The logistics group started an 81 million mt/year expansion project in April 2011, which has already resulted in increased performance, with Transnet currently running at around 73-81 million mt/year.
“The project has been bearing some fruit – through bringing a number of new assets online we have caught industry by surprise and the challenge now is that the rail capacity is available, but we need industry to fill the wagons,” Kalan said.
He said that coal availability at the current tempo is being challenged and more collaboration is needed between stakeholders to optimize the whole supply chain.
“We must ensure that capacity and coal availability are coordinated going forward,” Kalan said.
He also noted that the South African coal system needs to be considered holistically as there are many interdependencies in the coal chain and all parties need to look to evacuate coal efficiently.
Transnet also plans to achieve a target of 91 million mt/year and beyond as soon as possible, through the development of the Swazilink and Waterberg programs.

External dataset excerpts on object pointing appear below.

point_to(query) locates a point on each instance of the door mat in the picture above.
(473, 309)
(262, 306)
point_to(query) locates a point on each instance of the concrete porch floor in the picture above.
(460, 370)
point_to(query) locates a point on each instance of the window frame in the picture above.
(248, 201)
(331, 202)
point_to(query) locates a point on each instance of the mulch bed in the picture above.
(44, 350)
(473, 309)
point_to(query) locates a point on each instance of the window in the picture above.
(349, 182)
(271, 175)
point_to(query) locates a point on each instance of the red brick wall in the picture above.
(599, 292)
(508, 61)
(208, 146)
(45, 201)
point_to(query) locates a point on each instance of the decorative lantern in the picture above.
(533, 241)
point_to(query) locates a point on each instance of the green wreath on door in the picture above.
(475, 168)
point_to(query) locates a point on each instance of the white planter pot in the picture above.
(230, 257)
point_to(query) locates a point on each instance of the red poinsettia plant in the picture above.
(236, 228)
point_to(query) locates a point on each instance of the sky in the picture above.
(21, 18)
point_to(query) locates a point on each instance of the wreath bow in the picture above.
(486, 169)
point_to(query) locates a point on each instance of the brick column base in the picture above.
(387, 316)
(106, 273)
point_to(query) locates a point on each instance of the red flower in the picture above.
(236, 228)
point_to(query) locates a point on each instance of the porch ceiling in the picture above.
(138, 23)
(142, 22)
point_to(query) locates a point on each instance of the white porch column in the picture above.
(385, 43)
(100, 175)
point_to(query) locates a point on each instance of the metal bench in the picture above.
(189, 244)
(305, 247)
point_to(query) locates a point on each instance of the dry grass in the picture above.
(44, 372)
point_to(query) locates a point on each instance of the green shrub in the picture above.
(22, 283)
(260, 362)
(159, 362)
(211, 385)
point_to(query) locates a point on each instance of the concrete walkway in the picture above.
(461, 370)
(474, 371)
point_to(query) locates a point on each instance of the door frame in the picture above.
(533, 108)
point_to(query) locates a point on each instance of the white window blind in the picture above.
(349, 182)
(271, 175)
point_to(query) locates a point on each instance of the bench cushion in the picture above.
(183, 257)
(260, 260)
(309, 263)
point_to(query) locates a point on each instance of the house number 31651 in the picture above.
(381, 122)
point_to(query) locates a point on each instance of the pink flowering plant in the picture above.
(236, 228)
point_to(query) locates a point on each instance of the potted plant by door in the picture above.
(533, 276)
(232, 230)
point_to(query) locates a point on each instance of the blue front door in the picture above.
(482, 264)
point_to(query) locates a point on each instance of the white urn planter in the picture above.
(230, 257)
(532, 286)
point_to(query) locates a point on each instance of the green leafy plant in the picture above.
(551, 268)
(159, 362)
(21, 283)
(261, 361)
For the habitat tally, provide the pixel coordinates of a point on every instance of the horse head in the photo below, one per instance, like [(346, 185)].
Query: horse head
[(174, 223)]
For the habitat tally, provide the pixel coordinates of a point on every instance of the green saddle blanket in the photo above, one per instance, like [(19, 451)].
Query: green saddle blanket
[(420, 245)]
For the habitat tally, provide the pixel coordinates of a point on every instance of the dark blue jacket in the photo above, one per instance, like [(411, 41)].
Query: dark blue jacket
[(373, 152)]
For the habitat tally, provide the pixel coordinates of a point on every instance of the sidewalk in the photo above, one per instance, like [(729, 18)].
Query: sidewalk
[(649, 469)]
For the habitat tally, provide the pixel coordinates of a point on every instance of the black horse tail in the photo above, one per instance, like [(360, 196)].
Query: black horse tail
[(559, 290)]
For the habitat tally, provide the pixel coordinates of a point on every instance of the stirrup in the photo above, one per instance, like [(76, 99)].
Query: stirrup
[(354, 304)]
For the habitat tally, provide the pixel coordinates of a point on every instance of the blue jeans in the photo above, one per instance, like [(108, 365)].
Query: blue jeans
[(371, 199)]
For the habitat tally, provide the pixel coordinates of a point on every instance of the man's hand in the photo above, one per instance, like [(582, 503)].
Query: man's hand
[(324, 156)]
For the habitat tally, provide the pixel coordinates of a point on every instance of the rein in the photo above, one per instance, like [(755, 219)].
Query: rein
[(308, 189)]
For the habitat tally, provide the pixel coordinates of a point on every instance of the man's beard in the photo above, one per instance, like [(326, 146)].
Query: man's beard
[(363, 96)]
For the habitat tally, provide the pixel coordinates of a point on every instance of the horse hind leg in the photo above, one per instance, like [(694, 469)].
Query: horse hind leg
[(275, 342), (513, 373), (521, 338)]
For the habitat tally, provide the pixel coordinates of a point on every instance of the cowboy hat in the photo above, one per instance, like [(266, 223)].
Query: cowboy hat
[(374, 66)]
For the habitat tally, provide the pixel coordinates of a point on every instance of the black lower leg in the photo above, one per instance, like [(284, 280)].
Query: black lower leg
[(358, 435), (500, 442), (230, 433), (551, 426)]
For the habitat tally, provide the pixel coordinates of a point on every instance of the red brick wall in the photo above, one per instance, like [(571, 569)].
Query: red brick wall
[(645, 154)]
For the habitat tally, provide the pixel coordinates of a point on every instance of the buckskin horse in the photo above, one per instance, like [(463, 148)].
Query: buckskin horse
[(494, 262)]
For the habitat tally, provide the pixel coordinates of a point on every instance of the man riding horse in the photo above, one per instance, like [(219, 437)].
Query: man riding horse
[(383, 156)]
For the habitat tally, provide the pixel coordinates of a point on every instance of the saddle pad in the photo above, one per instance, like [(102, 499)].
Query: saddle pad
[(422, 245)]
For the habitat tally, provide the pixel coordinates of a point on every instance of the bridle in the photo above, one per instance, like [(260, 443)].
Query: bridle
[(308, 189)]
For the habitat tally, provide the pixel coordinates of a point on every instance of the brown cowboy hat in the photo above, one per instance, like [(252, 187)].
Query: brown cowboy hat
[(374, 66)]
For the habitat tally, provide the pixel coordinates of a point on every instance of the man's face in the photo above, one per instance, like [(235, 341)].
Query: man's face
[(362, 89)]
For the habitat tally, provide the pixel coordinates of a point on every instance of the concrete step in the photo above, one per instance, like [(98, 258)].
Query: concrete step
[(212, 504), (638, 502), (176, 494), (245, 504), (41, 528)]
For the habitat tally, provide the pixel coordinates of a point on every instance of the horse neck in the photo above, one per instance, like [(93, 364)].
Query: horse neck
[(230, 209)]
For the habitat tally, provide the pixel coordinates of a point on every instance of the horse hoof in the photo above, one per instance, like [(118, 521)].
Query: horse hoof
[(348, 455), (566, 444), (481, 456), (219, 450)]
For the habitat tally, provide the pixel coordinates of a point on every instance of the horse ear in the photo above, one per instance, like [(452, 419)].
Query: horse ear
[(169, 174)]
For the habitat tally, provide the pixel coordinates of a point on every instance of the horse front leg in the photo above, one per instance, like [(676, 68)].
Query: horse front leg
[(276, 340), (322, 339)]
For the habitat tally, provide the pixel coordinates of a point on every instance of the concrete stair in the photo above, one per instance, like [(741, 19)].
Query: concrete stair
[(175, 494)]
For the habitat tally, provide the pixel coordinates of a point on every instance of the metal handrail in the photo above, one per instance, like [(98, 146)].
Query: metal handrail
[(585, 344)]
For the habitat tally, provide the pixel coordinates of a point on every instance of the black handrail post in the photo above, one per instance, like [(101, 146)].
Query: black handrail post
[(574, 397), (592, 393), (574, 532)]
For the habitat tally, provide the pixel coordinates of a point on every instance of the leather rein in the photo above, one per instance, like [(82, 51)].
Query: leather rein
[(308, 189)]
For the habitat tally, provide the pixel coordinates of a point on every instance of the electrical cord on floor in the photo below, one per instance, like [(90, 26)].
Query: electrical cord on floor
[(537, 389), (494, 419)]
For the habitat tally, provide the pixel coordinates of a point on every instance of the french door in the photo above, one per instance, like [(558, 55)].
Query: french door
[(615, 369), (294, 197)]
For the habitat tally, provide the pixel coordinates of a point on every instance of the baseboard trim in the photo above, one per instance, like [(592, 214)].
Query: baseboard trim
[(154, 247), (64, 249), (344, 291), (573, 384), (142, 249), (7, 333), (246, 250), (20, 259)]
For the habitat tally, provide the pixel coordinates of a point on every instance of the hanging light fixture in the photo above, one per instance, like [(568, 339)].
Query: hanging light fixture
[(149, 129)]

Kalan said that the coal system has four key components, namely the Waterberg Feeder line, the coal backbone system through the Mpumalanga and Witbank area, the Richards Bay Coal Terminal (RBCT) coal export line and the Swazilink system, which is aimed to evacuate general freight off the RBCT line and create more slots for coal capacity allocation.
He said that upgrades to these components will take place in phases, with the new line to the Waterberg coalfield highly dependent on volumes.
The export line upgrade and the Swazilink program will take place in parallel, while the backbone system upgrade on the track will be well ahead of demand for more capacity.
Kalan said that all these developments assume that the 81 million mt/year expansion project is implemented, while rolling coal stock must also match infrastructure upgrades.
He said that challenges to rail system development include producers requiring domestic and export services, capacity and allocation challenges for existing and new entrants and smaller produces reducing system efficiencies with smaller parcel sizes resulting in reduced capacity for the same tonnage moves.
Kalan added that electricity supply to the rail network is also an issue, as diesel is not cost effective.